The Environmental Protection Agency on Friday announced that it is implementing its Clean Water Plan even though a federal judge in North Dakota on Thursday enjoined it from doing so. The EPA said it will enforce its new rule in all the states except those 13 that are a party to the suit. Nevada is a party.
U.S. District Court of North Dakota Chief Judge Ralph Erickson ordered a temporary injunction, saying:
In exercising its power to grant a preliminary injunction, the court must balance the harms to the parties to the litigation while “pay[ing] particular regard for the public consequences.” For the court to grant an injunction, the moving party must establish that the entry of the relief would serve public interest.
On balance, the harms favor the States. The risk of irreparable harm to the States is both imminent and likely. More importantly delaying the Rule will cause the Agencies no appreciable harm. Delaying implementation to allow a full and final resolution on the merits is in the best interests of the public.

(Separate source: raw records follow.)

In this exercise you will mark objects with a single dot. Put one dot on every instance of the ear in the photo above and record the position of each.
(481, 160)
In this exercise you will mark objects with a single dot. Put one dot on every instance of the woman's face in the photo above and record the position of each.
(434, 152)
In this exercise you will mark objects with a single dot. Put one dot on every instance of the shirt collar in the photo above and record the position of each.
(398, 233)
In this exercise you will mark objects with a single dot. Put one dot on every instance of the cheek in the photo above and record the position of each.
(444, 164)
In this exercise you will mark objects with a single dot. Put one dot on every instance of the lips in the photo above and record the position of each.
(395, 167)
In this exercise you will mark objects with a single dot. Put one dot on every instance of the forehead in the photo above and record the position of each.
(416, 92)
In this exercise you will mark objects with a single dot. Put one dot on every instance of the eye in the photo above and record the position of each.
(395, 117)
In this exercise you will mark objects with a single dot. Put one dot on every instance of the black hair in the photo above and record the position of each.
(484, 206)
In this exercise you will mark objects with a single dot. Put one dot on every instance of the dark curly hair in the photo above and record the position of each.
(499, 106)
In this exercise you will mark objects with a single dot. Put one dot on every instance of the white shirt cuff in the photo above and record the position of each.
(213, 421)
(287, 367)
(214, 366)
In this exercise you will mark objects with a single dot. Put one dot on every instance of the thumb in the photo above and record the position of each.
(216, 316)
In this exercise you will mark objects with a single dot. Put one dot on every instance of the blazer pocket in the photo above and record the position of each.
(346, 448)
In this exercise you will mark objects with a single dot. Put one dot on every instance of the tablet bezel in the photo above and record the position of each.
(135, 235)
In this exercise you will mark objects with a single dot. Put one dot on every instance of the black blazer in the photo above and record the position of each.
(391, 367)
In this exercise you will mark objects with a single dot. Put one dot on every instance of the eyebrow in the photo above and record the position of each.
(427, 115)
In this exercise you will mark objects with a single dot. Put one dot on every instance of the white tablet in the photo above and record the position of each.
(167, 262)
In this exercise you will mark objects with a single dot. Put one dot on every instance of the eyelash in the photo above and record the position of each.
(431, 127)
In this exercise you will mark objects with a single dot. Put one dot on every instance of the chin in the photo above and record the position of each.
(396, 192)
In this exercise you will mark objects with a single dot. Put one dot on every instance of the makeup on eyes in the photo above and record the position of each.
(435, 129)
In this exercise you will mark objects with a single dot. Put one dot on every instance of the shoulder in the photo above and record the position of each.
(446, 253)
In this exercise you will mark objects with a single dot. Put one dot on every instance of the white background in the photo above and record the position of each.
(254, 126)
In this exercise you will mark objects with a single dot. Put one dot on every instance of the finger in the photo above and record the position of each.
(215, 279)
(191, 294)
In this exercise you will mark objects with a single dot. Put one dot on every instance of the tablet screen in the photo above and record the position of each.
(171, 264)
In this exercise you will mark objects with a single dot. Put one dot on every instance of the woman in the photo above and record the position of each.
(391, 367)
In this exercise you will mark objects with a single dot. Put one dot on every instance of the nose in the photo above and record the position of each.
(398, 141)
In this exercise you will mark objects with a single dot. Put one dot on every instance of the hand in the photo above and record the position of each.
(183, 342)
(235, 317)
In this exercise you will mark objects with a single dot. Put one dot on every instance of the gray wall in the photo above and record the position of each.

The court acknowledges that implementation of the Rule will provide a benefit to an important public interest, both in providing some protection to the waters of the United States and because it would provide increased certainty as to what constitutes jurisdictional waters as some people will be categorically removed from the definition of waters of the United States (for example owners of an intermittent wetland 4,001 feet away from an established tributary). The benefit of that increased certainty would extend to a finite and relatively small percentage of the public. A far broader segment of the public would benefit from the preliminary injunction because it would ensure that federal agencies do not extend their power beyond the express delegation from Congress. A balancing of the harms and analysis of the public interest reveals that the risk of harm to the States is great and the burden on the Agencies is slight. On the whole, the greater public interest favors issuance of the preliminary injunction.
The judge did not say his ruling applied only to those state’s that were involved in the case before. He also questioned the scientific validity of the agency’s so-called scientific basis and called it arbitrary.

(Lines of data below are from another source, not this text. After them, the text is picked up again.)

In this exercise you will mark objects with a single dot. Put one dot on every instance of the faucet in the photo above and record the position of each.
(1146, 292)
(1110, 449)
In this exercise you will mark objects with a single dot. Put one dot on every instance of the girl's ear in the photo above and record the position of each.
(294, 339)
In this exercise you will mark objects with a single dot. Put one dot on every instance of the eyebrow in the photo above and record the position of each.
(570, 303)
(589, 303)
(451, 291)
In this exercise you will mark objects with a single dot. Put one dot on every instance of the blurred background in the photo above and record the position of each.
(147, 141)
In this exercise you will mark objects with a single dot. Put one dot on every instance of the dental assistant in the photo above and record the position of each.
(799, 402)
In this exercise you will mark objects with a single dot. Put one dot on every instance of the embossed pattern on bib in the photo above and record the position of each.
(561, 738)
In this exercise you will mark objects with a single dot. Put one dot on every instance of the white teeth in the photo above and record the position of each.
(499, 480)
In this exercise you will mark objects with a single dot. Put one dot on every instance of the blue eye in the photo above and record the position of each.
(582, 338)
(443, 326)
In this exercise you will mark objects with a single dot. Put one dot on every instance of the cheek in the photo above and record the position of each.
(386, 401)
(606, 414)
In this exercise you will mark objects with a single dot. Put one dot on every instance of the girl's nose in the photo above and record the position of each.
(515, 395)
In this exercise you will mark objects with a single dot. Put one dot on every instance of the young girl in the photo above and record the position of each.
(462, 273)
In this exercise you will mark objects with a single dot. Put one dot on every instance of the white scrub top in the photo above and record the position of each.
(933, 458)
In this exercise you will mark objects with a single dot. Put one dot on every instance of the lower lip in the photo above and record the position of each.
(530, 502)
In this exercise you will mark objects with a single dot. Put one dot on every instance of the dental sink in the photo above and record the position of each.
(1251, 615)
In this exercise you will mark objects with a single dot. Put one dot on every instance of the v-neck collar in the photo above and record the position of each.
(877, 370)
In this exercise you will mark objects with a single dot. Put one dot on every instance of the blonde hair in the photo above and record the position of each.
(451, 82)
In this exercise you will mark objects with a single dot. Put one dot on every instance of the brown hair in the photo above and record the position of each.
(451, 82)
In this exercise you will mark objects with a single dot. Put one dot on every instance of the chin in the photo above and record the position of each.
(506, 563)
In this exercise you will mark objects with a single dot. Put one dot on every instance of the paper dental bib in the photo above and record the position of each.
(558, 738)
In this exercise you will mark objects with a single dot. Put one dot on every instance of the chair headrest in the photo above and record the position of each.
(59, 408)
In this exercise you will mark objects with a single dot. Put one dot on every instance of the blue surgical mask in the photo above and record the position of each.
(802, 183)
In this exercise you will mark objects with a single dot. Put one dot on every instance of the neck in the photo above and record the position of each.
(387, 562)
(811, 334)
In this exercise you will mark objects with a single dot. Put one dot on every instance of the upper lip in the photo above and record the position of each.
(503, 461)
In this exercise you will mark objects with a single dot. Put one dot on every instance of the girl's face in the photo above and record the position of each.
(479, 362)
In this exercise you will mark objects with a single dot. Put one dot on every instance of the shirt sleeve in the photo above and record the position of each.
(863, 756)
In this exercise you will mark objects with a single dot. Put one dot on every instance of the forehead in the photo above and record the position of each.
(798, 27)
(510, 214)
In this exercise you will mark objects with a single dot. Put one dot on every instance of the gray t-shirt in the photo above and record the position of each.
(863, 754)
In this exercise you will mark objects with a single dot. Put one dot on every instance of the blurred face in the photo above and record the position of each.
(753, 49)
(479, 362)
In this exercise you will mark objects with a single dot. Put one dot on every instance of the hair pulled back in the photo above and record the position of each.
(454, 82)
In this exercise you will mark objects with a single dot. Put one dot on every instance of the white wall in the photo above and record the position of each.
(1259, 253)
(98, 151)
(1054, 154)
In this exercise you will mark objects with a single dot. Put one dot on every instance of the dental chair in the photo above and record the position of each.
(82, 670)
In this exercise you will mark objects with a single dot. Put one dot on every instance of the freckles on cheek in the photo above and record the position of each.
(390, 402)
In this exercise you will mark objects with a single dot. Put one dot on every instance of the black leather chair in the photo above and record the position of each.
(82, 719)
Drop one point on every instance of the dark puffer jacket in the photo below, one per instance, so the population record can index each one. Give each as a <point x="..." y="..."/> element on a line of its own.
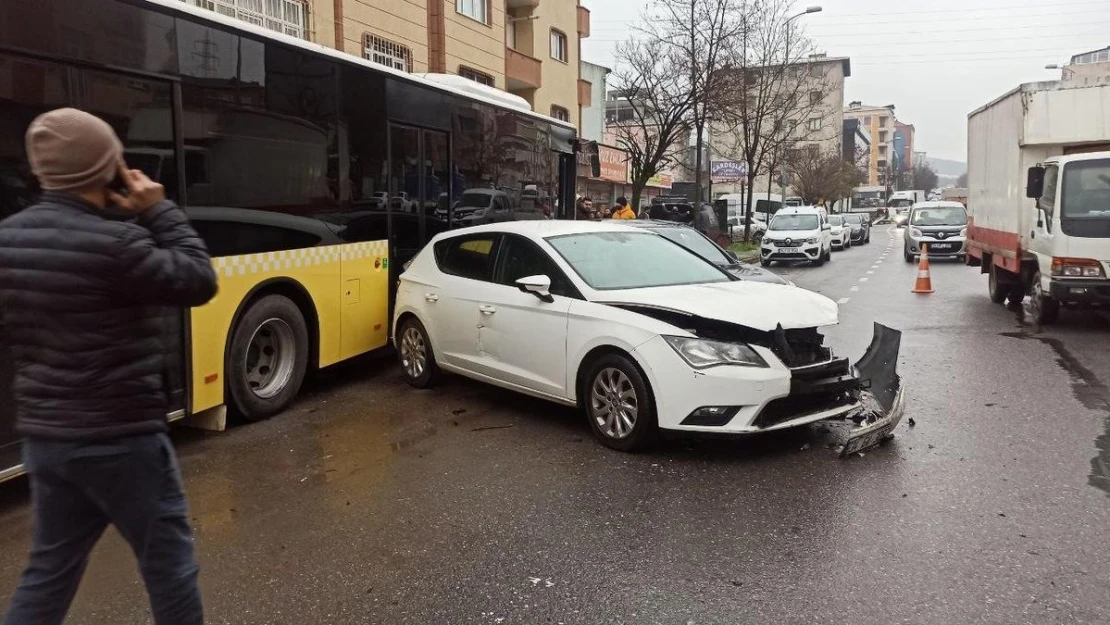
<point x="83" y="300"/>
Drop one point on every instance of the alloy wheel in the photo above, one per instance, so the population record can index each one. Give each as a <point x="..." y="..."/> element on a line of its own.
<point x="614" y="404"/>
<point x="413" y="352"/>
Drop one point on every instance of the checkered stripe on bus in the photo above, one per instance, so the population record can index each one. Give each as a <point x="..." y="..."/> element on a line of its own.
<point x="299" y="259"/>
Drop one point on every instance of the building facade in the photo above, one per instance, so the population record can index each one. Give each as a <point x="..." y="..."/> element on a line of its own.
<point x="879" y="122"/>
<point x="530" y="48"/>
<point x="816" y="124"/>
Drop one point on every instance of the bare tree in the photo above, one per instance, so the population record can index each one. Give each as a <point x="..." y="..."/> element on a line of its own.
<point x="652" y="121"/>
<point x="703" y="34"/>
<point x="766" y="101"/>
<point x="820" y="177"/>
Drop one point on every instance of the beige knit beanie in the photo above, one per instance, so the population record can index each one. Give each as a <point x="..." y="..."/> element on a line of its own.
<point x="71" y="150"/>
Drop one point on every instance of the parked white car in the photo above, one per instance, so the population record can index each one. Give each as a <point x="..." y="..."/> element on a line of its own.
<point x="634" y="329"/>
<point x="797" y="234"/>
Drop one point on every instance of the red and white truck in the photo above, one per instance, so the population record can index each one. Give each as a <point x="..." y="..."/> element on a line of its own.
<point x="1039" y="194"/>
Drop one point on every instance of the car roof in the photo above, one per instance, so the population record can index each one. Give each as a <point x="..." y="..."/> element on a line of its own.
<point x="798" y="211"/>
<point x="938" y="204"/>
<point x="544" y="228"/>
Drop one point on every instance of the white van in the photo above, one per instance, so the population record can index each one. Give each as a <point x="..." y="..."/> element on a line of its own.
<point x="800" y="233"/>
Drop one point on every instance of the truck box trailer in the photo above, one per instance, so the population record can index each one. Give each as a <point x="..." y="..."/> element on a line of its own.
<point x="1039" y="194"/>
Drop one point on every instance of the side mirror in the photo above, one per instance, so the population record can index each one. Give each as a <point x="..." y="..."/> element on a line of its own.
<point x="538" y="285"/>
<point x="1035" y="182"/>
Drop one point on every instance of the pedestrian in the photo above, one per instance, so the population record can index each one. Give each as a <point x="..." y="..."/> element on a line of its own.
<point x="585" y="209"/>
<point x="88" y="278"/>
<point x="623" y="210"/>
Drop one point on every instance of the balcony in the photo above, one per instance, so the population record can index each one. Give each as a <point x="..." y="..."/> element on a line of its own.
<point x="522" y="71"/>
<point x="585" y="92"/>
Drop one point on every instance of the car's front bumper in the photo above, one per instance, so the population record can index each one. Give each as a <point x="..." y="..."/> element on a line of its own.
<point x="750" y="400"/>
<point x="948" y="248"/>
<point x="805" y="252"/>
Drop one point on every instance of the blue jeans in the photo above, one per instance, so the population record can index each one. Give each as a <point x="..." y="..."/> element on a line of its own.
<point x="77" y="490"/>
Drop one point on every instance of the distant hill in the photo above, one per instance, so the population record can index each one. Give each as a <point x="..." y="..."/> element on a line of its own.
<point x="946" y="168"/>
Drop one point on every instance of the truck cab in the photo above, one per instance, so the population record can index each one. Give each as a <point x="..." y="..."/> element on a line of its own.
<point x="1069" y="239"/>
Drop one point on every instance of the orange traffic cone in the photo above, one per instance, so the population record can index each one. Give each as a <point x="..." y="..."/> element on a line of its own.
<point x="924" y="281"/>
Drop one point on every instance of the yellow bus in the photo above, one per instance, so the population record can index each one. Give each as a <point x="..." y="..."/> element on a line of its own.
<point x="313" y="175"/>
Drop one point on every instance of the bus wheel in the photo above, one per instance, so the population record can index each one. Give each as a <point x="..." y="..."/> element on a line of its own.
<point x="269" y="356"/>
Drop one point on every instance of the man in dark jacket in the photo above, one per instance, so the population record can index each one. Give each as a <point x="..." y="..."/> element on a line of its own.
<point x="86" y="278"/>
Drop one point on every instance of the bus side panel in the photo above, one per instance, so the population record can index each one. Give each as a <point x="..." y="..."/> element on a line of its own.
<point x="318" y="270"/>
<point x="365" y="298"/>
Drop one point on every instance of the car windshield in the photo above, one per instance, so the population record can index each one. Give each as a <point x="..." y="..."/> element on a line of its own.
<point x="942" y="215"/>
<point x="794" y="222"/>
<point x="1087" y="189"/>
<point x="473" y="200"/>
<point x="695" y="242"/>
<point x="608" y="261"/>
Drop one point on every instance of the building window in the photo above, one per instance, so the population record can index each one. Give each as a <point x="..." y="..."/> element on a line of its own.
<point x="475" y="76"/>
<point x="280" y="16"/>
<point x="558" y="46"/>
<point x="386" y="52"/>
<point x="474" y="9"/>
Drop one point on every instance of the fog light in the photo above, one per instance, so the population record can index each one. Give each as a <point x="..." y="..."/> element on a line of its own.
<point x="712" y="415"/>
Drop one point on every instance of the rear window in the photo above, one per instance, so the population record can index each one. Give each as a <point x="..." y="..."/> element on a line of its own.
<point x="466" y="256"/>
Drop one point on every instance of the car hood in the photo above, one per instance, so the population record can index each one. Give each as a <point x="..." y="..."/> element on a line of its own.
<point x="754" y="304"/>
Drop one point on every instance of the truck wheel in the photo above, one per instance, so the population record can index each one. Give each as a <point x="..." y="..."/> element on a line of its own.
<point x="998" y="290"/>
<point x="268" y="359"/>
<point x="1043" y="308"/>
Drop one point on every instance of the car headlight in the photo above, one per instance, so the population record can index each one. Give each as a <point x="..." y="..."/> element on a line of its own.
<point x="700" y="353"/>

He complained of being hampered by a lack of full documentation from EPA, but said what records he did have access to revealed “a process that is inexplicable, arbitrary, and devoid of a reasoned process.”

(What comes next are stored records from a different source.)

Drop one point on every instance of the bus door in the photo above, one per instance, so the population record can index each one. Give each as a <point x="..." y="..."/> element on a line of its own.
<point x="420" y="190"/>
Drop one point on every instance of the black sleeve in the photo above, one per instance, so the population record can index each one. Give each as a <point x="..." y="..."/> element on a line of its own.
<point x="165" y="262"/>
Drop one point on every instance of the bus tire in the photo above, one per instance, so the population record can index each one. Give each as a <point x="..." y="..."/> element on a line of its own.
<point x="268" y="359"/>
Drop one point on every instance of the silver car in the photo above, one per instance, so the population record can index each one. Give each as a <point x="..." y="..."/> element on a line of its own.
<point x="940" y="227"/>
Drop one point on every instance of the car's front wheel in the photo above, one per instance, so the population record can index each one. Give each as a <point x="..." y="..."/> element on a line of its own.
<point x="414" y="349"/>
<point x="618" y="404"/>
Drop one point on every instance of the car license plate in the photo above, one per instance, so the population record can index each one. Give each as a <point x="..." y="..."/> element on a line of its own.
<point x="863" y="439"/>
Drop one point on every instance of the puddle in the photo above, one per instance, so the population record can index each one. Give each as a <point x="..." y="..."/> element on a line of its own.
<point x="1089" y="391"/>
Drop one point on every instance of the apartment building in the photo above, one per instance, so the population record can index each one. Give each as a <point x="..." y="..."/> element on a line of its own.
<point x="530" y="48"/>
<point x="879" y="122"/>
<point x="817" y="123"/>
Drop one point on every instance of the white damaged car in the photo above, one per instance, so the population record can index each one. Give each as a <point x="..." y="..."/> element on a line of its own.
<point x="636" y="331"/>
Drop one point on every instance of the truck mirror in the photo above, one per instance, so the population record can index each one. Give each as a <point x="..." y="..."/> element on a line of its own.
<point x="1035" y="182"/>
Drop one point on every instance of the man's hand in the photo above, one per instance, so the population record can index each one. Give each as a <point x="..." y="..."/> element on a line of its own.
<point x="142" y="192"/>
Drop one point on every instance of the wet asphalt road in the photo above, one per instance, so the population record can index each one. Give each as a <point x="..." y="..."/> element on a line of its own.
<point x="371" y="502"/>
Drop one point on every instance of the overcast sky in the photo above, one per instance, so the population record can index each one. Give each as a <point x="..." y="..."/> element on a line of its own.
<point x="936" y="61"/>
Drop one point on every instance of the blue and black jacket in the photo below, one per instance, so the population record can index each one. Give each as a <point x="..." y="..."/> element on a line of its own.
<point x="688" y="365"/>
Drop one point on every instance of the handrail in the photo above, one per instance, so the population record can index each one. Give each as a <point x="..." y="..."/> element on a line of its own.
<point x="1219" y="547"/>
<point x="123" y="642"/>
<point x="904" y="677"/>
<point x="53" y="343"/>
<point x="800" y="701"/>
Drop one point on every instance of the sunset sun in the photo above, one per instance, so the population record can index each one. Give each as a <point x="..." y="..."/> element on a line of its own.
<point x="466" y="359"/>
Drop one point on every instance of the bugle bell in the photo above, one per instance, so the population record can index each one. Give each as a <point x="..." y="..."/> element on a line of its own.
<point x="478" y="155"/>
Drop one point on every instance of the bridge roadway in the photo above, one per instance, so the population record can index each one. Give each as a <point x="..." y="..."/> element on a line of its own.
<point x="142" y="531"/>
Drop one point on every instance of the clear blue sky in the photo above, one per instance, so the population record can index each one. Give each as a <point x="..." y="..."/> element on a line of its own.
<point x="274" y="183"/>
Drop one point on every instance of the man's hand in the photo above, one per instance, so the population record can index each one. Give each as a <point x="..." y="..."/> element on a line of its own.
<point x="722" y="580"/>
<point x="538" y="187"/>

“The Rule asserts jurisdiction over waters that are remote and intermittent waters,” the judge wrote. “No evidence actually points to how these intermittent and remote wetlands have any nexus to a navigable-in-fact water. The standard of arbitrary and capricious is met because the Agencies have failed to establish a ‘rational connection between the facts found’ and the Rule as it will be promulgated.”
In all 30 states have sued to block the rule, also known as the Waters of the U.S., but have lost in other jurisdictions.
“Today’s preliminary injunction, as requested by Nevada and other states, reasserts the principle that the EPA cannot issue lawless mandates,” said Nevada Attorney General Adam Laxalt on Thursday. “This important order, at a minimum, delays implementation of an unwise, unjustifiable and burdensome rule, and protects Nevada’s landowners, farmers and developers from job losses and increased energy prices, until the final rule can be comprehensively fought in court. I will continue to defend our jobs and families from overreach by the federal government.”
In addition to Nevada, the case out of North Dakota included Alaska, Arizona, Arkansas, Colorado, Idaho, Missouri, Montana, Nebraska, New Mexico, North Dakota, South Dakota and Wyoming,
The House has passed a bill to block the water rule, and a Senate committee has passed a bill that would force the EPA to rewrite it. The president has vowed to veto any such bill.